How-to-give-advice system #1: Communicate emphatically
The Golden Rule has been letting me down my entire life.
While “treat others as you would like to be treated” makes sense on the surface, it really only works if you assume that people more or less prefer to be treated in the same way.
Unfortunately, this isn’t always true. And it can cause some serious communication barriers.
I am a member of a rare group of people who are driven more by logic than emotion. Think Mr. Spock.
As a female member of this low-emotion group, I’m even more rare. Like a pink unicorn.
You probably know a few people like me. We are often described as “cold” and “aloof,” but are also considered “low drama” and great problem solvers. We are rarely known for our suave people skills.
It turns out what distinguishes low-emotional people from regular people (if you’re a follower of Jungian psychology you might call these people “Thinkers” and “Feelers,” respectively) is how much we rely on empathy to communicate.
Empathy is the ability to understand and share the feelings of another person. Normal people rely heavily on empathy for most interactions.
If you’re wondering why this needs explaining, you’re probably normal.
But if you’re a Thinker like me, this could be news to you.
Thinkers, unlike Feelers, have a very low need for empathy. We don’t need to feel “heard” or “understood” in order to connect with someone. For this reason, we have difficulty understanding the need for empathy in others.
More often than not, the emotional component of a tactical problem such as losing weight, seems obvious and somewhat trivial to a Thinker. Of course you want to get healthy and look great. We all do. Duh. Instead, we prefer to skip straight to possible solutions.
Unfortunately, unless the person receiving the advice also happens to be a Thinker, even the best information will likely go unheeded.
It isn’t that Thinkers do not have emotions or the capacity for empathy. In fact, in an obviously emotional situation such as a bad break-up or losing a loved one, we can be very empathetic and great friends to have.
It is in situations where emotions aren’t front and center, especially those that involve advice or problem-solving, where a Thinker’s lack of understanding of a Feeler’s emotional needs will prevent effective communication.
The good news is that empathetic communication can be learned. With practice, even low-emotional people can be empathetic in situations that involve advice or problem-solving.
If you’re a Thinker, developing the skill of empathy will allow your advice to reach more people and have far greater impact.

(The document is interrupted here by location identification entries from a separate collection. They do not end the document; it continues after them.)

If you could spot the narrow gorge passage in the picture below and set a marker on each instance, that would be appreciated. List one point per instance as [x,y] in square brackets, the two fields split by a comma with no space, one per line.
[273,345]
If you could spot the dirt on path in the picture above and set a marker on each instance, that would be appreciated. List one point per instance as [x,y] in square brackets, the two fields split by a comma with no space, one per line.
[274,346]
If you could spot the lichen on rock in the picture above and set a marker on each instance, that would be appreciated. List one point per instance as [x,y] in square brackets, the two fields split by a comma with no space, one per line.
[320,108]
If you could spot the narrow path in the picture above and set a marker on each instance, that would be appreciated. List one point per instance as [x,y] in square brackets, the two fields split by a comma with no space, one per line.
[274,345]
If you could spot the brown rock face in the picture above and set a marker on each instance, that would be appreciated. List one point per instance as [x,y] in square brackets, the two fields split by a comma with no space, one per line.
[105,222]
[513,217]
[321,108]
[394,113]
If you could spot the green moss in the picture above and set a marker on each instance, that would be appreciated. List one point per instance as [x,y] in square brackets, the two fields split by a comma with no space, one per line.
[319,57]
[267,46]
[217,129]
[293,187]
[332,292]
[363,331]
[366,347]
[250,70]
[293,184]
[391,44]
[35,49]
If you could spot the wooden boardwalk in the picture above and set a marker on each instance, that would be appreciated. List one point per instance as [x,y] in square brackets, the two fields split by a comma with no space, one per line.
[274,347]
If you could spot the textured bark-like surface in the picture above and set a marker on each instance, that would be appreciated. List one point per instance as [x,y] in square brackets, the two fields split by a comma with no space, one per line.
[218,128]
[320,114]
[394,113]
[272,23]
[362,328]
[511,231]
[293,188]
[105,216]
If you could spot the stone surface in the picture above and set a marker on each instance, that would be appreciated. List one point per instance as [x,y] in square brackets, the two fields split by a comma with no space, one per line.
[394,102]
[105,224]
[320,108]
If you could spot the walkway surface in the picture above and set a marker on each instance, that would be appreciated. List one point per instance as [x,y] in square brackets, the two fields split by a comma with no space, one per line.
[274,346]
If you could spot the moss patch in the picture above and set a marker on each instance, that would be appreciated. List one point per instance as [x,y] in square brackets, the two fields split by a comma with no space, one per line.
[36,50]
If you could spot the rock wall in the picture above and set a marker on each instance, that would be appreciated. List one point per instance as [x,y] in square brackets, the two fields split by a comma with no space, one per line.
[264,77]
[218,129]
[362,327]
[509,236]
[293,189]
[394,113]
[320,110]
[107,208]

Here are the essential steps for empathetic communication:
Step 1: Listen deeply for the emotional undertone of what someone is saying
As a Thinker, your natural tendency is to listen solely for facts. This is great for problem-solving, but remember that to get a person to listen to your advice you also need to address their emotions.
For example, when someone says: “I would really love to lose 15 lbs.”
You hear: “I need tactics to lose a moderate amount of body fat.”
They really mean: “I need to feel supported by XYZ.”
But behind the words is a deeper emotion that can’t be addressed by tactics, and your job is to figure out what that is. Instead of skipping straight to the advice, try to uncover her hopes, fears, and dreams.
Instead of: “That’s easy, just do X.” Ask: “Oh really? What have you tried?”
Listen for signs of fear, frustration, hope, and other underlying emotions. Pay attention to the words they are using, as well as tone and body language if you’re speaking in person.
Sometimes people are straightforward in explaining their fears and say things like, “I’m afraid I’ll put in all this effort and still fail.” Fear of failure is extremely common, and being able to recognize it is essential.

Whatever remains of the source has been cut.